Dans sa communication faite lors de la quatre-vingt-dixième réunion ordinaire du Conseil des ministres tenue le vendredi 22 mai 2026 à Kinshasa, le président de la République a instruit le gouvernement d’accélérer la finalisation et l’adoption de la nouvelle politique forestière nationale, en veillant à son alignement avec notre stratégie climatique ainsi que nos engagements internationaux.
"Dans cette perspective, la ministre de l’Environnement, Développement durable et nouvelle économie du climat est appelée à présenter, avec le concours de son cabinet et dans les meilleurs délais, une feuille de route interministérielle pour l’opérationnalisation de cette politique, intégrant notamment les synergies avec l’initiative Couloir Vert Kivu-Kinshasa, l’accélération des concessions forestières des communautés locales (CFCL), l’effectivité du consentement libre, Informé et préalable (CLIP) ainsi que le renforcement des mécanismes de surveillance et de sauvegarde environnementale", a-t-on lu dans le compte-rendu.
La source ajoute qu'un rapport est attendu sur ce sujet dans un délai de trente (30) jours.
Le chef de l'État a attiré l’attention du gouvernement sur la nécessité impérieuse de consolider une gouvernance forestière irréprochable, cohérente et crédible, à la hauteur des responsabilités historiques et stratégiques qui incombent désormais à la République démocratique du Congo.

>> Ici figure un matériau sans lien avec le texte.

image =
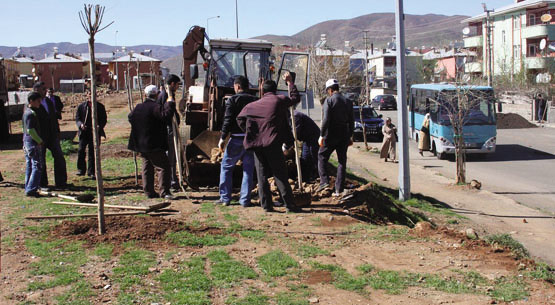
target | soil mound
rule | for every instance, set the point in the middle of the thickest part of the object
(118, 229)
(512, 121)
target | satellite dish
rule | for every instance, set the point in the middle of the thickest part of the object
(546, 18)
(543, 44)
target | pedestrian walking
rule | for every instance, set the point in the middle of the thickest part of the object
(424, 135)
(266, 130)
(32, 143)
(48, 117)
(389, 144)
(173, 83)
(336, 135)
(234, 150)
(308, 132)
(149, 138)
(83, 119)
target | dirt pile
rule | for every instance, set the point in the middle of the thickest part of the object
(512, 121)
(118, 229)
(370, 203)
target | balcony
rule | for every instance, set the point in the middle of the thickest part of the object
(537, 62)
(539, 30)
(473, 67)
(473, 41)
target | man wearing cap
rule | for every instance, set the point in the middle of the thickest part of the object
(83, 119)
(335, 135)
(50, 132)
(266, 130)
(149, 138)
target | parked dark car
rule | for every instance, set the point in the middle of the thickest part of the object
(372, 121)
(385, 101)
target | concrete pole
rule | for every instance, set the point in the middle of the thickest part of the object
(404, 169)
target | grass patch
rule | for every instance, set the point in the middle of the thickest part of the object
(308, 251)
(225, 271)
(59, 260)
(544, 272)
(255, 235)
(509, 289)
(133, 265)
(187, 239)
(188, 284)
(276, 263)
(506, 240)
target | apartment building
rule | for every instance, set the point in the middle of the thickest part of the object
(516, 34)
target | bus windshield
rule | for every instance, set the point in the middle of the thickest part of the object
(367, 113)
(231, 63)
(482, 111)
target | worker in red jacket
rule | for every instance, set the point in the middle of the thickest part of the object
(266, 126)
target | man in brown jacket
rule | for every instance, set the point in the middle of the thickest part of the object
(265, 124)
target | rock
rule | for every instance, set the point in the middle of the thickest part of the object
(470, 233)
(475, 184)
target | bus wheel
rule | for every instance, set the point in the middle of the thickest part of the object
(441, 156)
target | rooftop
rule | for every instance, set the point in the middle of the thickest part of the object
(510, 8)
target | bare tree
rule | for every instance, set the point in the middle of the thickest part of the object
(92, 27)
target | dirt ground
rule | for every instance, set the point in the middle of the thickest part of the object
(353, 252)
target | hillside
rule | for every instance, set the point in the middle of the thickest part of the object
(429, 30)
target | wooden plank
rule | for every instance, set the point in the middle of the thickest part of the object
(123, 207)
(82, 215)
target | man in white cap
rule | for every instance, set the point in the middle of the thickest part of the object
(335, 135)
(149, 138)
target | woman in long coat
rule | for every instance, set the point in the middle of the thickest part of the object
(424, 135)
(389, 141)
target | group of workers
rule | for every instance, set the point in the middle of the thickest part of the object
(256, 130)
(260, 135)
(41, 132)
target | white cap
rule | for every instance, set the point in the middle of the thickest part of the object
(331, 82)
(151, 90)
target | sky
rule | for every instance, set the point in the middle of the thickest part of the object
(34, 22)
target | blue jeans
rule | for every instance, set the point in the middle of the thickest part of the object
(33, 160)
(233, 153)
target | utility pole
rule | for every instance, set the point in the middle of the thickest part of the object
(236, 19)
(366, 89)
(488, 46)
(404, 169)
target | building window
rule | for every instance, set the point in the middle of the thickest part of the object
(532, 50)
(532, 19)
(516, 51)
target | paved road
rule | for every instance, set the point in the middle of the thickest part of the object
(523, 167)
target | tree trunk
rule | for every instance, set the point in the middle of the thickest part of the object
(96, 140)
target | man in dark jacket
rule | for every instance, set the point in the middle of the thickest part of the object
(149, 138)
(48, 118)
(266, 128)
(308, 133)
(173, 83)
(83, 119)
(336, 134)
(235, 150)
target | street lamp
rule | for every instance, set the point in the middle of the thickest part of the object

" Avec ses forêts tropicales, ses tourbières, ses ressources hydriques exceptionnelles, sa biodiversité unique ainsi que son potentiel considérable en minerais critiques indispensables à la transition énergétique mondiale, notre pays occupe une place centrale dans les équilibres climatiques mondiaux. Cette réalité confère à la République démocratique du Congo un rôle naturel de Pays-solutions qu’elle doit pleinement assumer", a déclaré Félix Antoine Tshisekedi relayé dans ce document.

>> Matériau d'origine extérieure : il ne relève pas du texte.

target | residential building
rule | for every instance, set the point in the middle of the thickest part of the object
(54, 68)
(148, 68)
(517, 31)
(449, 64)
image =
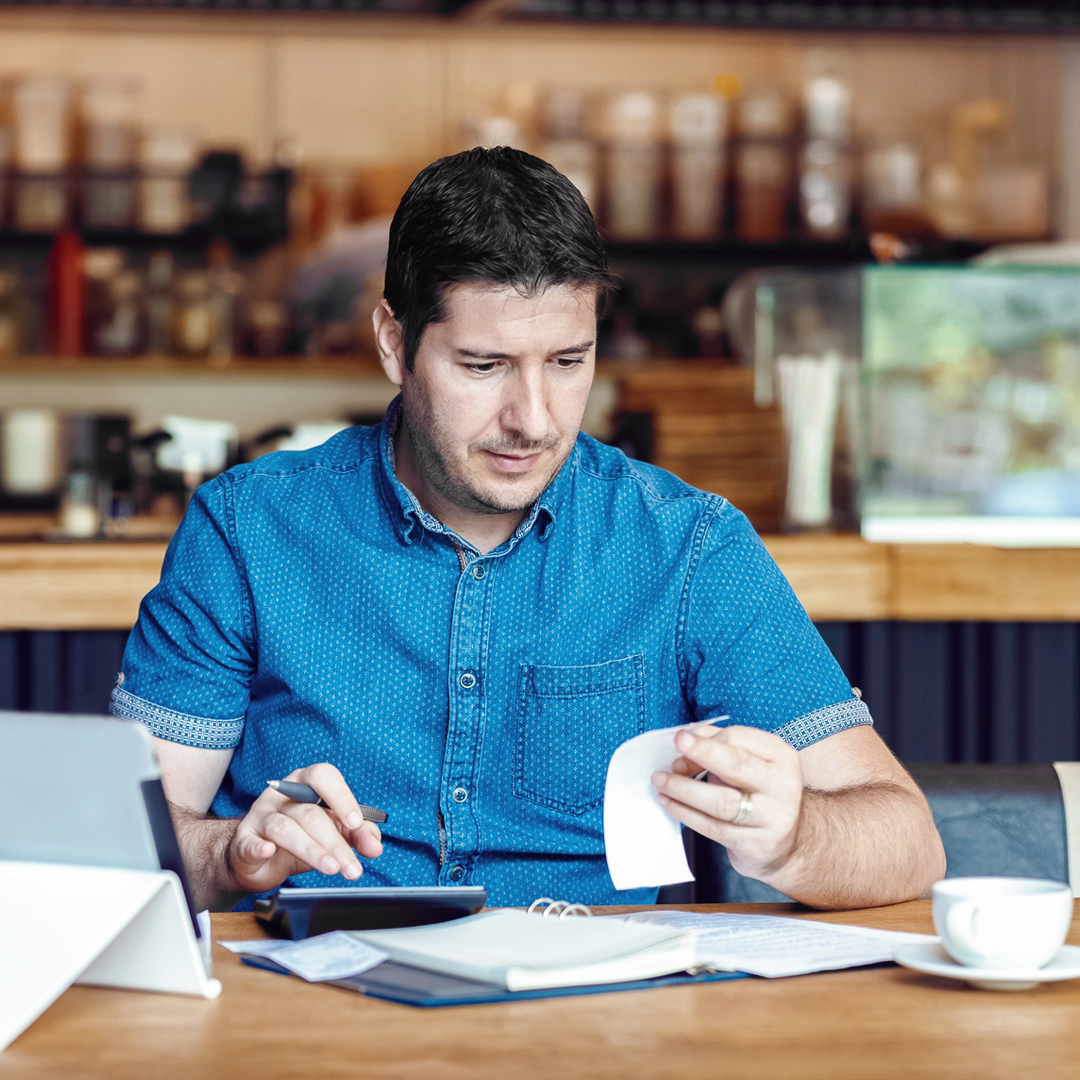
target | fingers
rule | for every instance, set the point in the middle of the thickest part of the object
(334, 792)
(325, 779)
(716, 800)
(740, 757)
(308, 833)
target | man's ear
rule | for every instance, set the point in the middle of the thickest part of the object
(390, 340)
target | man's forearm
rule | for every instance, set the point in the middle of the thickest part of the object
(861, 847)
(204, 844)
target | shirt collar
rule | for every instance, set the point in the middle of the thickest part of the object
(410, 518)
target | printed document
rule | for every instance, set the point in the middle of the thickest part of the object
(774, 946)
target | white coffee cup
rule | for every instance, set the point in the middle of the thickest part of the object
(1002, 922)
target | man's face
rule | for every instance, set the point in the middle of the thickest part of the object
(495, 401)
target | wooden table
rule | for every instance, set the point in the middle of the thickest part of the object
(853, 1025)
(837, 578)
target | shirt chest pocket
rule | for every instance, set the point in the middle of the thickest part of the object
(569, 723)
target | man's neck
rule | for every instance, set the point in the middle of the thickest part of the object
(484, 531)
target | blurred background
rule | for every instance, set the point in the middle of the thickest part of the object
(848, 240)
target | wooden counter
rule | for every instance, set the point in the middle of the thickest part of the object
(837, 578)
(885, 1023)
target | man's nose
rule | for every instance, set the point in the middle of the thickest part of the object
(525, 410)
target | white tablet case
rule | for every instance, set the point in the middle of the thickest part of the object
(98, 926)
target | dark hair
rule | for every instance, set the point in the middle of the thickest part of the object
(488, 215)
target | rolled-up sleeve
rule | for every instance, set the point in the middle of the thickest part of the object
(750, 649)
(188, 663)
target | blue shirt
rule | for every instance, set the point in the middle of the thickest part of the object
(310, 610)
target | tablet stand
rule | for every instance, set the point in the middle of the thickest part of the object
(96, 926)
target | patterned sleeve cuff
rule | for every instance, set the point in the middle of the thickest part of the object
(176, 727)
(825, 721)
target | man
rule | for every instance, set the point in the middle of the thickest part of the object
(459, 615)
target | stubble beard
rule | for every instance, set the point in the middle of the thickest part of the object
(431, 460)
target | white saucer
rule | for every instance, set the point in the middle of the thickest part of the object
(932, 959)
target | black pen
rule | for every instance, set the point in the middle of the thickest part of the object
(302, 793)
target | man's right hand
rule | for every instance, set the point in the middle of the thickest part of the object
(279, 837)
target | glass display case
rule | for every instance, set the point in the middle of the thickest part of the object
(971, 377)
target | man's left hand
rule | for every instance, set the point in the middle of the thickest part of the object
(754, 777)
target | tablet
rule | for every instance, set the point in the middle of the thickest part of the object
(84, 791)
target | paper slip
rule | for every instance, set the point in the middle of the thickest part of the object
(773, 946)
(337, 955)
(644, 844)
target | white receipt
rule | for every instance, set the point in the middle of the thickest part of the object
(644, 844)
(336, 955)
(773, 946)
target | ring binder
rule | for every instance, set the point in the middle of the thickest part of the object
(561, 908)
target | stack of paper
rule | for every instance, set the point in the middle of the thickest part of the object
(774, 946)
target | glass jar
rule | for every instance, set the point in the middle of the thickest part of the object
(42, 152)
(763, 166)
(192, 313)
(698, 123)
(108, 119)
(167, 156)
(633, 166)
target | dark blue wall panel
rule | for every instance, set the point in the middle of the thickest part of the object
(956, 691)
(59, 671)
(967, 691)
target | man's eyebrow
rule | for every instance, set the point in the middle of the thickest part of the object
(572, 349)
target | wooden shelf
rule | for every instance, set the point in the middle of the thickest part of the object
(172, 366)
(837, 578)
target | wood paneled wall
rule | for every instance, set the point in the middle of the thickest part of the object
(365, 89)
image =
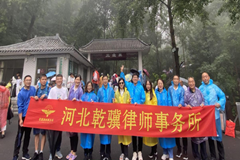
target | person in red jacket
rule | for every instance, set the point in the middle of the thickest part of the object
(95, 81)
(4, 103)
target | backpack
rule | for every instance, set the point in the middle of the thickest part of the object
(40, 87)
(95, 76)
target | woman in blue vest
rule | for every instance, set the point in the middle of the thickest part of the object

Toutefois, a-t-il souligné, ce leadership ne pourra être durablement reconnu que si nous démontrons collectivement notre capacité à mettre en place une gouvernance forestière exemplaire, fondée sur la transparence, la redevabilité, le respect des communautés locales ainsi que la cohérence des politiques publiques. Il a rappelé que les travaux récemment organisés à Kinshasa dans le cadre de la révision du cadre national de gouvernance forestière ont permis de dégager une vision commune en faveur d’une actualisation cohérente des orientations stratégiques du secteur.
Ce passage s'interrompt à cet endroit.